Researchers don’t deny that AI tools can improve workflow and shorten the time required for certain tasks, such as triage, log analysis, and reverse engineering. But the ability for AI to automate a complex chain of tasks with such minimal human interaction remains elusive. Many researchers compare advances from AI in cyberattacks to those provided by hacking tools such as Metasploit or SEToolkit, which have been in use for decades. There’s no doubt that these tools are useful, but their advent didn’t meaningfully increase hackers’ capabilities or the severity of the attacks they produced.

Another reason the results aren’t as impressive as made out to be: The threat actors—which Anthropic tracks as GTG-1002—targeted at least 30 organizations, including major technology corporations and government agencies. Of those, only a “small number” of the attacks succeeded. That, in turn, raises questions. Even assuming so much human interaction was eliminated from the process, what good is that when the success rate is so low? Would the number of successes have increased if the attackers had used more traditional, human-involved methods?

According to Anthropic’s account, the hackers used Claude to orchestrate attacks using readily available open source software and frameworks. These tools have existed for years and are already easy for defenders to detect. Anthropic didn’t detail the specific techniques, tooling, or exploitation that occurred in the attacks, but so far, there’s no indication that the use of AI made them more potent or stealthy than more traditional techniques.

“The threat actors aren’t inventing something new here,” independent researcher Kevin Beaumont said.

Even Anthropic noted “an important limitation” in its findings:

Claude frequently overstated findings and occasionally fabricated data during autonomous operations, claiming to have obtained credentials that didn’t work or identifying critical discoveries that proved to be publicly available information. This AI hallucination in offensive security contexts presented challenges for the actor’s operational effectiveness, requiring careful validation of all claimed results. This remains an obstacle to fully autonomous cyberattacks.

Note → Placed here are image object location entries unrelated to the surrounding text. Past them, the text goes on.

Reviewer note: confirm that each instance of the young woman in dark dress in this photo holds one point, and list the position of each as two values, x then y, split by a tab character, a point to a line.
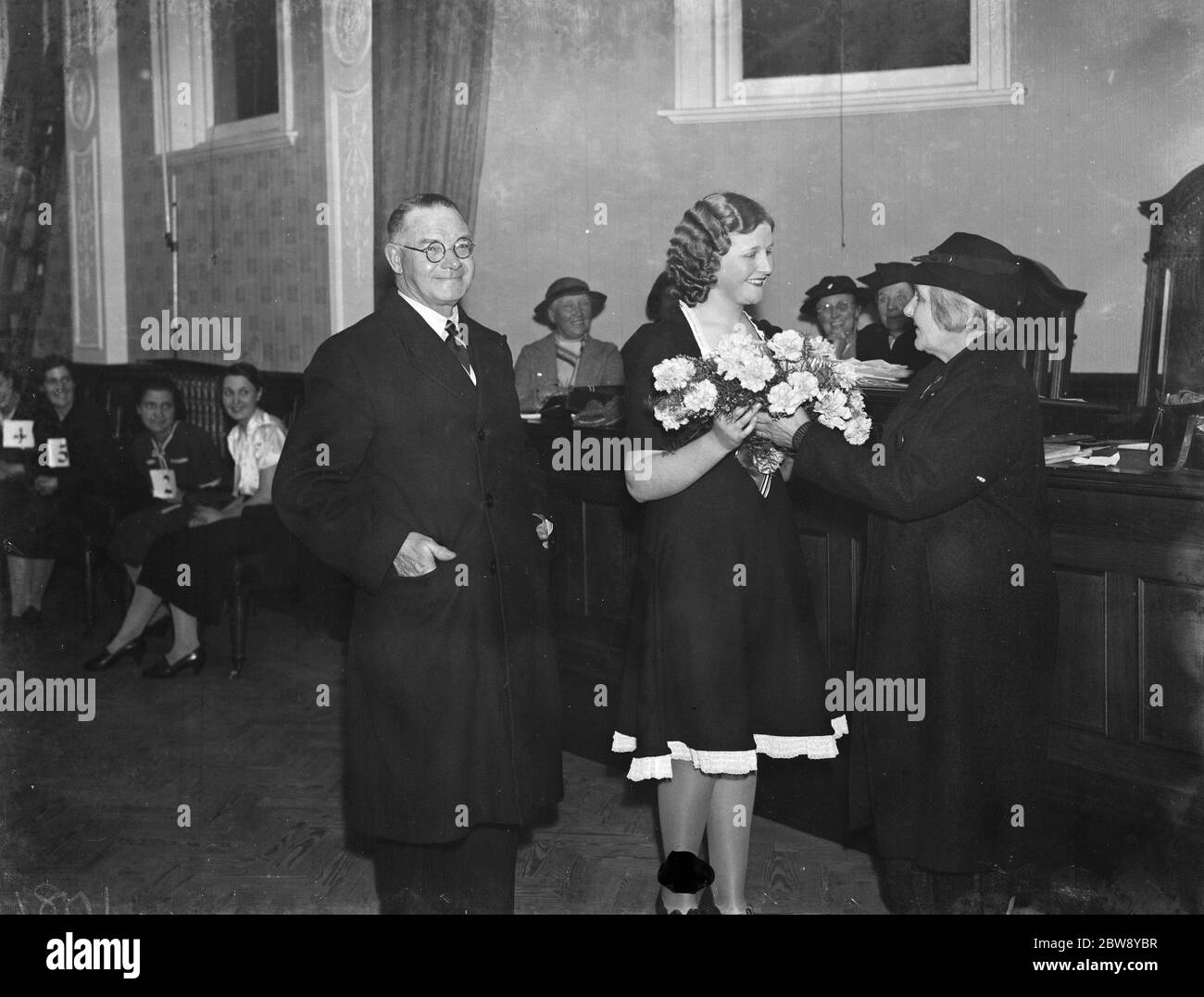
723	657
211	543
169	459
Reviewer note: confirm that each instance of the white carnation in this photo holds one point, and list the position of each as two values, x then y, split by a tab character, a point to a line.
787	345
699	397
672	375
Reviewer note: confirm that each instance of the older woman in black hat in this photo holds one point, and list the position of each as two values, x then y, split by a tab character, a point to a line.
834	303
567	357
892	293
959	597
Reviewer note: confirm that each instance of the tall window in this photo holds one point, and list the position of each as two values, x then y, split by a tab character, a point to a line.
245	64
817	37
221	75
747	59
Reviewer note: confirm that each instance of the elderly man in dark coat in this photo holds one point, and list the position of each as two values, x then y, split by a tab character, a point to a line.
959	600
406	471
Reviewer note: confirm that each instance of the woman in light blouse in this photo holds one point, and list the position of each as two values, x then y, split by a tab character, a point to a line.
191	568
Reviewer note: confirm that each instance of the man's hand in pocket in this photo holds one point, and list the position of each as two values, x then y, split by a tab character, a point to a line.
418	556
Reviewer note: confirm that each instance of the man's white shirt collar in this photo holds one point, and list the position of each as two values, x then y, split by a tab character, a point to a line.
437	321
433	318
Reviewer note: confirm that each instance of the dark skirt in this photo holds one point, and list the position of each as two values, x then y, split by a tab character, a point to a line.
133	536
193	568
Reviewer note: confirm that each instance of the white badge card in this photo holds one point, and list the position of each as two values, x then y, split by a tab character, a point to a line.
19	433
56	452
163	484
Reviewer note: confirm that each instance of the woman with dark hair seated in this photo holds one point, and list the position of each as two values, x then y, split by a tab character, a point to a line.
72	485
17	453
191	568
169	459
959	596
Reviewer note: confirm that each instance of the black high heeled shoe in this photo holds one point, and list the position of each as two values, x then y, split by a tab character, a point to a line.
662	909
165	668
104	660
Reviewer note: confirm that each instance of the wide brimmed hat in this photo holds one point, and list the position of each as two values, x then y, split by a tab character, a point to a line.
976	268
565	285
830	285
887	273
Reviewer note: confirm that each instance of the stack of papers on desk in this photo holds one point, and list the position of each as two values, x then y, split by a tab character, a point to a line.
880	373
1058	453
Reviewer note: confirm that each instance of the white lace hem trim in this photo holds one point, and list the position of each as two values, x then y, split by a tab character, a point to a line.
730	763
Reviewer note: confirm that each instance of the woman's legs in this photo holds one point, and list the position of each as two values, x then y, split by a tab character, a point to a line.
143	607
729	829
187	640
684	804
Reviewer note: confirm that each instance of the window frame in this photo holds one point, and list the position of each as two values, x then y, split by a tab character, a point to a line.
182	34
710	87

How (Anthropic says) the attack unfolded

Anthropic said GTG-1002 developed an autonomous attack framework that used Claude as an orchestration mechanism that largely eliminated the need for human involvement. This orchestration system broke complex multi-stage attacks into smaller technical tasks such as vulnerability scanning, credential validation, data extraction, and lateral movement.

“The architecture incorporated Claude’s technical capabilities as an execution engine within a larger automated system, where the AI performed specific technical actions based on the human operators’ instructions while the orchestration logic maintained attack state, managed phase transitions, and aggregated results across multiple sessions,” Anthropic said. “This approach allowed the threat actor to achieve operational scale typically associated with nation-state campaigns while maintaining minimal direct involvement, as the framework autonomously progressed through reconnaissance, initial access, persistence, and data exfiltration phases by sequencing Claude’s responses and adapting subsequent requests based on discovered information.”

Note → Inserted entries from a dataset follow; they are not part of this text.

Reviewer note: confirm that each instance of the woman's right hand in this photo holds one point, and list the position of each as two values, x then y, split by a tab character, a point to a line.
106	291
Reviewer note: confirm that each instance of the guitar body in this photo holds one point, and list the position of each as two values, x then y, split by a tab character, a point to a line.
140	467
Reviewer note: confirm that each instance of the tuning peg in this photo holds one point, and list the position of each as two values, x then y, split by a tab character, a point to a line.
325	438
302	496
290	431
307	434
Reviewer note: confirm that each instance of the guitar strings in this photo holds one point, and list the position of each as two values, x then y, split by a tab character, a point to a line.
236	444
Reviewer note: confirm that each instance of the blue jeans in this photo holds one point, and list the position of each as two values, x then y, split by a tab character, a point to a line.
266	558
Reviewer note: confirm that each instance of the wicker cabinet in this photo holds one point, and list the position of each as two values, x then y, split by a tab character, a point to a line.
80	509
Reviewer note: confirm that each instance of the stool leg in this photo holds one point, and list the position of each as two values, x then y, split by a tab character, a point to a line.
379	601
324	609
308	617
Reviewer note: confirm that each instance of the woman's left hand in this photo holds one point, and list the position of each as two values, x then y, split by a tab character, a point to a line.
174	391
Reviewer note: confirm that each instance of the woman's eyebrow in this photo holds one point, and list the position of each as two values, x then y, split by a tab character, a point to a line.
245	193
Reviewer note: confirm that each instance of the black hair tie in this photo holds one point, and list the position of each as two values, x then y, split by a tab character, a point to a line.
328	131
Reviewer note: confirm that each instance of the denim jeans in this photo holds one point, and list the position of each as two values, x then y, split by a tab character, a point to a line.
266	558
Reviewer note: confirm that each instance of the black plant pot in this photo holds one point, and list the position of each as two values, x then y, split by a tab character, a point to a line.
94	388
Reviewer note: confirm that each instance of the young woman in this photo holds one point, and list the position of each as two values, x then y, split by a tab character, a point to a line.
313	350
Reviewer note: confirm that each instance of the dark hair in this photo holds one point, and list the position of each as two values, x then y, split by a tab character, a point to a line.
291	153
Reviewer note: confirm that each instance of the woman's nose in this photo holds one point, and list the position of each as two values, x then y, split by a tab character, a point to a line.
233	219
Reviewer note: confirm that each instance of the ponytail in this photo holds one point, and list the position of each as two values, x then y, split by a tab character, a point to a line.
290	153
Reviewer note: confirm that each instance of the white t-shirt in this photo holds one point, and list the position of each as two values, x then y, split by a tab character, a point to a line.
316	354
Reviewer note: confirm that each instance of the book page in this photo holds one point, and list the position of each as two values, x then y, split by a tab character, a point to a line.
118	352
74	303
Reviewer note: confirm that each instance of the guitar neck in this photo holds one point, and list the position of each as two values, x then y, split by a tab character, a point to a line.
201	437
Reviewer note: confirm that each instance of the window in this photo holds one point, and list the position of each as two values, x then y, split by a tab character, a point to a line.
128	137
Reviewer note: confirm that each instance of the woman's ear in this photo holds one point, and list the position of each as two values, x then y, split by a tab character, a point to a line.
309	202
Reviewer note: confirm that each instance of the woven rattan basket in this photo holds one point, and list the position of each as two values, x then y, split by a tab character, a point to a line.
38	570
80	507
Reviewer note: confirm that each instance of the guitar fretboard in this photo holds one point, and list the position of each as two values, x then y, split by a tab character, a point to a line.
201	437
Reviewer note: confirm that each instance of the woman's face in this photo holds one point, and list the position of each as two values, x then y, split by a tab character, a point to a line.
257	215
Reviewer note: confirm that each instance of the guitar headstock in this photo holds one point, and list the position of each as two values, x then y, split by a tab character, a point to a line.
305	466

The attacks followed a five-phase structure that increased AI autonomy through each one.

The attackers were able to bypass Claude guardrails in part by breaking tasks into small steps that, in isolation, the AI tool didn’t interpret as malicious. In other cases, the attackers couched their inquiries in the context of security professionals trying to use Claude to improve defenses.

As noted last week, AI-developed malware has a long way to go before it poses a real-world threat. There’s no reason to doubt that AI-assisted cyberattacks may one day produce more potent attacks. But the data so far indicates that threat actors—like most others using AI—are seeing mixed results that aren’t nearly as impressive as those in the AI industry claim.